Carl Theodor Dreyer´s "Vampyr" (1932) shares several common traits with another Criterion release this month, Jacques Tati´s "Trafic" (1971). Both films were intended as commercial follow-ups to prior box office failures: respectively, "The Passion of Joan of Arc" (1928) and "Playtime." Both of those "failures" also happen to be among the greatest films of all-time: I rate each in my personal Top Ten and I know I´m not alone in doing so. Furthermore, both Dreyer and Tati occupy a place in the inner circle of the pantheon of great directors based on just a handful of movies. Tati directed only six features. Dreyer helmed more, particularly in the silent film era, but his sterling reputation rests on the five features he made starting with "Joan," including "Vampyr," "Day of Wrath" (1943), "Ordet" (1955), and "Gertrud" (1964).

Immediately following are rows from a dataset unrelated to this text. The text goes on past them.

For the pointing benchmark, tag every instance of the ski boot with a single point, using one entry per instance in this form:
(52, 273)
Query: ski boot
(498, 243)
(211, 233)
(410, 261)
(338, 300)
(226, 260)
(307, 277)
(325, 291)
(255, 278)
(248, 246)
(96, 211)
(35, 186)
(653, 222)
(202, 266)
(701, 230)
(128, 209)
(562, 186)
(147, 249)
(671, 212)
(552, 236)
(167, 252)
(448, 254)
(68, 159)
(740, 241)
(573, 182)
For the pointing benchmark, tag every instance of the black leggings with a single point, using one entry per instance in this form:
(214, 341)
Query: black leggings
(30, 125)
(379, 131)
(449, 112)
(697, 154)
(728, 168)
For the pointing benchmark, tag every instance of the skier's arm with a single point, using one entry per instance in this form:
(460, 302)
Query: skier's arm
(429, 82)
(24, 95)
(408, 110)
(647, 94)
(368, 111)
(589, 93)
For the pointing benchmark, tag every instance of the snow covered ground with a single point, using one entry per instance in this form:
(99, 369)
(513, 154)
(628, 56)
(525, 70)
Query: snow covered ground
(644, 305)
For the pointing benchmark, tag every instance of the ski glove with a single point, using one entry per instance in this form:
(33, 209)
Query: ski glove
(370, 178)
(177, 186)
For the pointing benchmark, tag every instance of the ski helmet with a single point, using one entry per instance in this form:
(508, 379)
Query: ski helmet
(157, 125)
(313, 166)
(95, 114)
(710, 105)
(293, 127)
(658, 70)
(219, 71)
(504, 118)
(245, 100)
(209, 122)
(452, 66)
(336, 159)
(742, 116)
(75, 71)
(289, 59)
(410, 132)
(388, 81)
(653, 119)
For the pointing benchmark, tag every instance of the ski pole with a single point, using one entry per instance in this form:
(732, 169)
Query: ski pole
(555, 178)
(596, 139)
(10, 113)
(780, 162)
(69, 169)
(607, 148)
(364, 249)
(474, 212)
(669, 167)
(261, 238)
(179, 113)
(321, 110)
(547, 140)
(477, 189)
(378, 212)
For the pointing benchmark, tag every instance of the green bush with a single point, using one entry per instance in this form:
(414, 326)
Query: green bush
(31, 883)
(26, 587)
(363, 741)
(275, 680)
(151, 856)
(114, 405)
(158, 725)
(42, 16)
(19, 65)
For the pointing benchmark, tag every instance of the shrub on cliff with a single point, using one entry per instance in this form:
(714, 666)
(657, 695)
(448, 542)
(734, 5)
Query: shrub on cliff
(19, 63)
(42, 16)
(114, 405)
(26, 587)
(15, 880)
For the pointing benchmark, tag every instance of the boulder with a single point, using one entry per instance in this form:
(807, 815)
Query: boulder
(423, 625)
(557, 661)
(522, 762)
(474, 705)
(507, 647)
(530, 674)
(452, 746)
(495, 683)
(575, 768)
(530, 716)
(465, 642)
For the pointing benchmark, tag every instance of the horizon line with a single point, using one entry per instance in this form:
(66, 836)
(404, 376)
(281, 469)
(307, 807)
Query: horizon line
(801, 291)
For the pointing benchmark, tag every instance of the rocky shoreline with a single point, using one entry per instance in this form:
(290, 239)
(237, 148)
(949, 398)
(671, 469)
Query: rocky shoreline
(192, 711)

One more similarity is worthy of deeper discussion. Both "Vampyr" and "Trafic" are sound films which feel very much like silent films. In the case of "Trafic," this was simply a matter of Tati´s signature timeless style. With "Vampyr," however, Dreyer was (somewhat reluctantly) directing his first sound film and had little interest in dramatically modifying his style to suit the new sound equipment. He shot the entire film without sound, and recorded the effects and voices (in three different languages: German, French and English) during post-production.
With the need for heavy blimps to drown out the sound of the locomotive-loud silent-era film projectors and microphones with limited range, cameras on the earliest sound films were often anchored in place. Not so with Dreyer´s film where the camera was free to glide wherever he willed it to go. Much like Fritz Lang´s "M" (1931; shot mostly, though not entirely, without synchronized sound) "Vampyr" is a transitional hybrid of silent and sound cinema. The tinny voices and exotic animal sounds (produced by vocal performers, not clipped from then non-existent sound libraries) give the film and otherworldly feel perfectly suited to its material.
Vampires were popular in literature and on the stage during the early 20th century, but only a few full-fledged vampire films had been produced, most notably Murnau´s ground-breaking "Nosferatu" (1922). Todd Browning´s "Dracula" was released the year before "Vampyr" but Dreyer was in production well before Lugosi´s iconic performance ever hit the big screen. As a result, though the figure of the vampire was familiar in the popular culture, the full-blown mythology that surrounds the undead character was still in its formative stages, at least on film.
This explains, in part, why Dreyer devotes so much screen-time to exposition explaining exactly what vampires are and how they can be killed. It´s also a leftover effect from the silent era. Dreyer first uses intertitles then later places words from a book read by two different characters on screen, functioning much the same as intertitles. This approach may feel heavy-handed to viewers today, but I find it fascinating to watch a film in which we spend so much time watching people read. How often does that happen?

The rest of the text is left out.